I love the liturgical seasons! Right now we are celebrating Advent, the days leading up to Christmas. Beginning Christmas Day, we celebrate the Christmas season for almost two weeks (this year it is eleven days, leading up to the Feast of the Epiphany). For now, daily Mass readings and liturgical observances allow us to slow down, enjoy each day, not live tomorrow before it comes, while also building anticipation and thus a more joyous celebration when Christmas begins.
I have appreciated the daily Advent reflections by Fr. Robert Barron (if you haven’t heard about or receive them, you can check them out here). Reflecting on the idea of waiting, I have been thinking about the concept of abstinence, and how it is misunderstood today. (I feel compelled to clarify that Fr. Barron does not mention sexual abstinence in his Advent reflections.) It seems that some people see NFP as some sort of non-sex program. (Yet, others equate NFP with large families…?) These misconceptions are often are based on assumptions, hype, and inadequate information.
Couples using Natural Family Planning plan intercourse around the naturally occurring times of fertility and infertility they see on their personal charts. If they desire children, they use the fertile times to have intercourse. If they desire to postpone pregnancy, they use the infertile times. The counter-cultural idea here is that a couple would have to wait before satisfying a sexual desire. What many, many people miss is that intercourse that is truly loving is not a matter of merely satisfying sexual desire: it is becoming one with your spouse through an act of self-giving. When the desire to become united with your spouse comes at a time that would not best serve the other, couple or family, couples practice self-discipline and find other ways to show love for each other, and they often find that these practices strengthen their marriage as well.

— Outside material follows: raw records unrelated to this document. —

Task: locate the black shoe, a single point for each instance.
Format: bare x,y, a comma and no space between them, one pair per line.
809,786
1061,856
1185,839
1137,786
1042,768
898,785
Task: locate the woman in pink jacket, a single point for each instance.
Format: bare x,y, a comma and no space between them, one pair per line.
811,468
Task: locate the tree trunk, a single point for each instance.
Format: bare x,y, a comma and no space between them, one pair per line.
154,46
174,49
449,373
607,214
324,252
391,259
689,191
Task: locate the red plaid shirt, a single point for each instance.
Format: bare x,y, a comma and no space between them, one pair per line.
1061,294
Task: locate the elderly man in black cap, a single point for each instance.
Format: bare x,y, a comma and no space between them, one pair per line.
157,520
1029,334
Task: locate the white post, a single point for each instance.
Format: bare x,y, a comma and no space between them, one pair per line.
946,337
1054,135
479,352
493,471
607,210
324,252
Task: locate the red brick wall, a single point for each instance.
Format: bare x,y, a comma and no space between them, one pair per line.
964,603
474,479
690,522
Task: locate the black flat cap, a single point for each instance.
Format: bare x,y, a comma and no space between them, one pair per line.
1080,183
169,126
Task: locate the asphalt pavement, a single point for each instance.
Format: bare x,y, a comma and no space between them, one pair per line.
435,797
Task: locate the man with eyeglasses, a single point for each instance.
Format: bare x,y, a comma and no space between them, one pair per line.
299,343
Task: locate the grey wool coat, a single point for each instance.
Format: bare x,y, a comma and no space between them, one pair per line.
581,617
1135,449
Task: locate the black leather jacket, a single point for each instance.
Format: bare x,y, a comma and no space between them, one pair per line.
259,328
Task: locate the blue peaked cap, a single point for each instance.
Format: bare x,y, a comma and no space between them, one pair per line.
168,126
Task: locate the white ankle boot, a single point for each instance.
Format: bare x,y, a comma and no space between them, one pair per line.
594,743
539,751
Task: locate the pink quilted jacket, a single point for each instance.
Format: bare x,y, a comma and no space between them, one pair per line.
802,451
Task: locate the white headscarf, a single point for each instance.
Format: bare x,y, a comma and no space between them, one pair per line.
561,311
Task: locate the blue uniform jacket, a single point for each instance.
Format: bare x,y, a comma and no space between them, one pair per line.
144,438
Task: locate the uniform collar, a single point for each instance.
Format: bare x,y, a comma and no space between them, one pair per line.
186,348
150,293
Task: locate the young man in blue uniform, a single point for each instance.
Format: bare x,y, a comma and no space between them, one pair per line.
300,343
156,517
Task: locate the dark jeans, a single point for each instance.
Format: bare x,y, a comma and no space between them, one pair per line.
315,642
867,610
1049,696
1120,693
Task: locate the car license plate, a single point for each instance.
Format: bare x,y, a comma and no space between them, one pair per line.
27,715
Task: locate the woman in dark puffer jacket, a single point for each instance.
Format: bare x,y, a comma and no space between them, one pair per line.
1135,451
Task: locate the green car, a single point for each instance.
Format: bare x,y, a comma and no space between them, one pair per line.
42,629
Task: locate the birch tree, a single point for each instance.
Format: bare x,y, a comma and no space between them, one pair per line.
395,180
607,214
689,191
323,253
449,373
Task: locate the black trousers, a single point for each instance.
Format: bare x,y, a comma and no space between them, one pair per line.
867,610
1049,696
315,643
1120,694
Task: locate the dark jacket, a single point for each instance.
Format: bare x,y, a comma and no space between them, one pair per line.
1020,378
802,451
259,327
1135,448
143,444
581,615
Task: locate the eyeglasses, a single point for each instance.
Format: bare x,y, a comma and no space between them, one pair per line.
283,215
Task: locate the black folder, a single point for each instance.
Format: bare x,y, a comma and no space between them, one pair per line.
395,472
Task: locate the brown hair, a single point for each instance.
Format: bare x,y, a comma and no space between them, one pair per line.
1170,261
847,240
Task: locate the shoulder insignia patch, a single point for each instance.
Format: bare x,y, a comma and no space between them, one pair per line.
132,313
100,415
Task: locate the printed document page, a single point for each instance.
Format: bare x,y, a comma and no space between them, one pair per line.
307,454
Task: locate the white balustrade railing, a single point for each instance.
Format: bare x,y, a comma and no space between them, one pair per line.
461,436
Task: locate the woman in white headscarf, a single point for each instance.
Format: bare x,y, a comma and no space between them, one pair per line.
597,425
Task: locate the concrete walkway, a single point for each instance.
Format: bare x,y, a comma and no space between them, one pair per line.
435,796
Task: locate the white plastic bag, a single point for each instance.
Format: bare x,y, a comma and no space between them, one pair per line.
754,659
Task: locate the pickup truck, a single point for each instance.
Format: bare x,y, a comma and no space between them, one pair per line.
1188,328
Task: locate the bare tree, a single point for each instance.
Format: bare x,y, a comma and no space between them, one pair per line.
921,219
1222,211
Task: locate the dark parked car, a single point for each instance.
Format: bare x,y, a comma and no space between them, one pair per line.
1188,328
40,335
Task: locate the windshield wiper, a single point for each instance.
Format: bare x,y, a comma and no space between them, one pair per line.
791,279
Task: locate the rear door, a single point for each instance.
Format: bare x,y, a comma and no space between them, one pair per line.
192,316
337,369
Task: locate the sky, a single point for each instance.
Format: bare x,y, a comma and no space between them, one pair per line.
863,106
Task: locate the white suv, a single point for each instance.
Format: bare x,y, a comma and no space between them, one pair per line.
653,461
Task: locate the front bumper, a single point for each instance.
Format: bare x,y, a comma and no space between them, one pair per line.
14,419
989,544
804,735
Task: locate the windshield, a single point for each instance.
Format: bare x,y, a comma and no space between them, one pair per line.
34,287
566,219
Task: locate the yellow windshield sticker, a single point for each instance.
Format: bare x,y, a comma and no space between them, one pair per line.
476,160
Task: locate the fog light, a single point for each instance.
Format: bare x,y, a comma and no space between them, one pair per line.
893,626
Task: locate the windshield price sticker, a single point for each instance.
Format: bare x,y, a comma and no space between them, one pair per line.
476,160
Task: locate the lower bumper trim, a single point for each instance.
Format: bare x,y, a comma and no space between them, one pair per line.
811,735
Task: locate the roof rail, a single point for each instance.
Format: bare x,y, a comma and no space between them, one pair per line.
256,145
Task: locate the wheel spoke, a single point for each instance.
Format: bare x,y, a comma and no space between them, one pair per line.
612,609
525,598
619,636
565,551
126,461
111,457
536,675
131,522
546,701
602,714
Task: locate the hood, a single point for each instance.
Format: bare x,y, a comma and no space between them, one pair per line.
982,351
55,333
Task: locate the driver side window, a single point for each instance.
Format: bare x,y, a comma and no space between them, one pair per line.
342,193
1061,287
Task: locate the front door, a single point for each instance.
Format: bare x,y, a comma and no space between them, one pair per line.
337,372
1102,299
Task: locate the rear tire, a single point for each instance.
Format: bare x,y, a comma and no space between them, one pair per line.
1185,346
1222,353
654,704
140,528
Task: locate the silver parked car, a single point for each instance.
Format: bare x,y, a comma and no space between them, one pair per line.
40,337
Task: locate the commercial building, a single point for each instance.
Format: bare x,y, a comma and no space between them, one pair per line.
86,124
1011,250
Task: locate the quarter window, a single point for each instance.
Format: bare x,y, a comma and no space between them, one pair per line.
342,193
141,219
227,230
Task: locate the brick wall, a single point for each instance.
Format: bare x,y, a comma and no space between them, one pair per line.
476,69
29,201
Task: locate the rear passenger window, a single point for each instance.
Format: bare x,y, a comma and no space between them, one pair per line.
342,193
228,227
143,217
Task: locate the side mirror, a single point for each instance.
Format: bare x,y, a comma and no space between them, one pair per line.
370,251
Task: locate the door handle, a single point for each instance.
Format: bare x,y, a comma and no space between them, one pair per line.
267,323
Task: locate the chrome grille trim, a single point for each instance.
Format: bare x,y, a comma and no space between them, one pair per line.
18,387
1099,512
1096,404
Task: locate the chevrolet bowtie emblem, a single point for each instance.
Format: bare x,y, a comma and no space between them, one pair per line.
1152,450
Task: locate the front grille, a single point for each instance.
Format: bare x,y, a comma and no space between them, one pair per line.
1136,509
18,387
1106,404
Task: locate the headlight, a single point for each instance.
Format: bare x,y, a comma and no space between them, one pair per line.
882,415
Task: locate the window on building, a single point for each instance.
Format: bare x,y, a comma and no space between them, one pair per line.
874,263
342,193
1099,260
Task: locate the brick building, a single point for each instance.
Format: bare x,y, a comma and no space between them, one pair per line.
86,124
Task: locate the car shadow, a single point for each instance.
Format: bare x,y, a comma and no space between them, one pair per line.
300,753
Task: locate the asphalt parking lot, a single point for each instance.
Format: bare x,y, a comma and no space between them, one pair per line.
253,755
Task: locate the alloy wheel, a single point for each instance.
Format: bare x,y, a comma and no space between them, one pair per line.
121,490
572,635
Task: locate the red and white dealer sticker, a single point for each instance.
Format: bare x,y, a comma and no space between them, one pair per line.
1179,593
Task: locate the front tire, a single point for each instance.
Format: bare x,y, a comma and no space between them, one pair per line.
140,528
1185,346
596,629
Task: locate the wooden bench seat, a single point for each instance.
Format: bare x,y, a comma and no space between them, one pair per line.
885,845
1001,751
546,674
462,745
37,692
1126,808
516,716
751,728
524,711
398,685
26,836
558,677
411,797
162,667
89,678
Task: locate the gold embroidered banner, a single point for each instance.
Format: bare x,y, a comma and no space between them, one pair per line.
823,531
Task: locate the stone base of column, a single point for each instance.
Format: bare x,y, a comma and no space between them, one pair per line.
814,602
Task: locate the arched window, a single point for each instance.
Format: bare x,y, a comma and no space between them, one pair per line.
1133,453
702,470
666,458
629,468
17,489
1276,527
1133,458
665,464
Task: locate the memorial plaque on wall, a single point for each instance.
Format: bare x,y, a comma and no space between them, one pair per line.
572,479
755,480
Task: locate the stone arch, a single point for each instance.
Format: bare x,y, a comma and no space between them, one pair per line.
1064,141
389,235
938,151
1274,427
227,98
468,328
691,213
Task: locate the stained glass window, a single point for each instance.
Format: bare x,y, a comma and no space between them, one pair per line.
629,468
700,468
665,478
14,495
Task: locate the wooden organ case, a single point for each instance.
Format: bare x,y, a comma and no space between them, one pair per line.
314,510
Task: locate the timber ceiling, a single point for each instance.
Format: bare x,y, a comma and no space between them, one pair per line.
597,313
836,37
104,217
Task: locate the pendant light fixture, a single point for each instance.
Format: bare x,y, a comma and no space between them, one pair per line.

Abstinence is self-discipline. We discipline ourselves through exercise, by refraining from eating sweets while on a diet, and establishing routines and schedules in our lives, all to achieve goals. Discipline can be difficult, but when we value the goal it is worth the sacrifice, and it makes the goal more worthy, while making us healthier persons.
Abstinence means practicing self-discipline and waiting, as in Advent, to celebrate the gift of each other at the right time. And then! When the time of waiting has passed, the celebration is that much richer.
May God bless us with all the graces needed during our times of waiting, and may we give thanks for them.